Critics of neoevolutionary theory fault it for being teleological and static, fetishizing the state (or, worse, projecting the values of a contemporary nation-state onto the past), masking organizational diversity, and failing to account for the role of individual agency. While acknowledging the limitations of the archaeological record vis-ti-vis behavioral and cognitive aspects of social change, neoevolutionary archaeologists have advanced more dynamic approaches to social evolution (Figure 3). Evolutionary trajectories are not inevitable, and types should not be viewed as unidimensional or unidirectional; rather, in the tradition of Childe and White, social change may be viewed as a dynamic adaptive landscape (sensu Sewall Wright) where complexity is measured in terms of ecological fitness maxima that fluctuate through time (Figure 4). Classificatory systems describe a limited number of general patterns of institutional organization that were durable enough under given conditions to be materialized archaeologically - the results of macroevolutionary transformations of the sort termed ‘revolutionary’ by earlier researchers. Internally, broad categories subsume substantial microevolutionary variation - they encompass both diachronic fluctuations and inter-regional variability - but they can be useful for developing research hypotheses and for making comparative analyses of social institutions. Comparative ethnographic and ethno-historic studies reveal that while the material record may seem straightforward to archaeologists, human groups have pursued a wide range of organizational strategies.

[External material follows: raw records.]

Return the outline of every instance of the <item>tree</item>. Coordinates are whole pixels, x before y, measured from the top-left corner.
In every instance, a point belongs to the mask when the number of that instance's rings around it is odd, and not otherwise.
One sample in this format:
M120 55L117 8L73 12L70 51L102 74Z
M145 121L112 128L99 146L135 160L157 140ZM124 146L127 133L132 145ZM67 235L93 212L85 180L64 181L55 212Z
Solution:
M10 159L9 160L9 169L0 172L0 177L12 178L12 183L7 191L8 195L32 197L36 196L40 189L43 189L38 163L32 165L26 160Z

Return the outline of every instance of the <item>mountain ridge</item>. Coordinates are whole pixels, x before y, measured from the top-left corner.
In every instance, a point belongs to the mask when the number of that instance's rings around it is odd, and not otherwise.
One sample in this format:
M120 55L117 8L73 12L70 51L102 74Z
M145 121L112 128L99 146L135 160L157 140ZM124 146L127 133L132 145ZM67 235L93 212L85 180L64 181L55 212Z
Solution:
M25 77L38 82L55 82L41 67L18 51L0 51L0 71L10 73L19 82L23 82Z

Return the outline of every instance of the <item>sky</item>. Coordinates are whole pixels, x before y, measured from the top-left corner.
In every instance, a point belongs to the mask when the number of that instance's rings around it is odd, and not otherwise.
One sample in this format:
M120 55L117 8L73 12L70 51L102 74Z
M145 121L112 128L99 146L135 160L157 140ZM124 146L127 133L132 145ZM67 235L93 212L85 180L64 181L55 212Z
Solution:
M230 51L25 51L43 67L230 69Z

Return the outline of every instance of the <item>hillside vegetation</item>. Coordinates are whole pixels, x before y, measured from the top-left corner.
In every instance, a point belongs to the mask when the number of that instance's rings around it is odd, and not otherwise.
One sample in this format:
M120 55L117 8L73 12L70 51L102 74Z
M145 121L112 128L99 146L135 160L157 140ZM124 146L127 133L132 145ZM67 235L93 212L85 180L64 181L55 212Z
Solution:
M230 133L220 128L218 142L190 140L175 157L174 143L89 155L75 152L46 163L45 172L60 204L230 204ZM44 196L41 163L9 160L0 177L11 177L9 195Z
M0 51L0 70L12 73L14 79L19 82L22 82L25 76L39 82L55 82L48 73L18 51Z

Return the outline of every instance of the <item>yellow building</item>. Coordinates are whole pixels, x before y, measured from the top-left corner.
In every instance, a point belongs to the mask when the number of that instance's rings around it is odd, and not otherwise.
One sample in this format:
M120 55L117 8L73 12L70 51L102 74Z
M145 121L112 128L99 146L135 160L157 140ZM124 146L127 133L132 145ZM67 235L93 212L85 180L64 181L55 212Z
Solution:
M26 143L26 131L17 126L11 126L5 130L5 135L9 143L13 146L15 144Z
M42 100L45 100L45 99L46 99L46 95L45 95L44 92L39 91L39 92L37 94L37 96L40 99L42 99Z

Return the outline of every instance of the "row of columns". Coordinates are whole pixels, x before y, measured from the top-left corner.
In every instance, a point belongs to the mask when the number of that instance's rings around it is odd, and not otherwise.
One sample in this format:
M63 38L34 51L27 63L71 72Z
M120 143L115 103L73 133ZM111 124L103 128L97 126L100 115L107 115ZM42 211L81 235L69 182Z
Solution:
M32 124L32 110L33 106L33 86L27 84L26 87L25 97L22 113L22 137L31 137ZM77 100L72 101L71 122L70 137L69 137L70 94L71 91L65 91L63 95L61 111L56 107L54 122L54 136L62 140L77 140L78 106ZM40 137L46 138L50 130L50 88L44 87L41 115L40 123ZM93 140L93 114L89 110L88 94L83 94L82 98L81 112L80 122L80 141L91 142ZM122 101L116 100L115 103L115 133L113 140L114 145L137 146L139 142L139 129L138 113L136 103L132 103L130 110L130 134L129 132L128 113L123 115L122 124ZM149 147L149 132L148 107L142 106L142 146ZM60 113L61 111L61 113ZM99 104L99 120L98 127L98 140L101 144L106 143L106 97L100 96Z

Neoevolutionists recognize the specific differences but they often want to focus on significant and repetitive patterns.
This article considers two macroevolutionary transformations linked to complex societies, looking first at the development of political offices and centralized regional political organizations (chiefdoms), and subsequently at the innovation of centralized and specialized civil government (states). In considering intra-type variation, the dynamics of large-scale multiethnic states (empires) are also considered.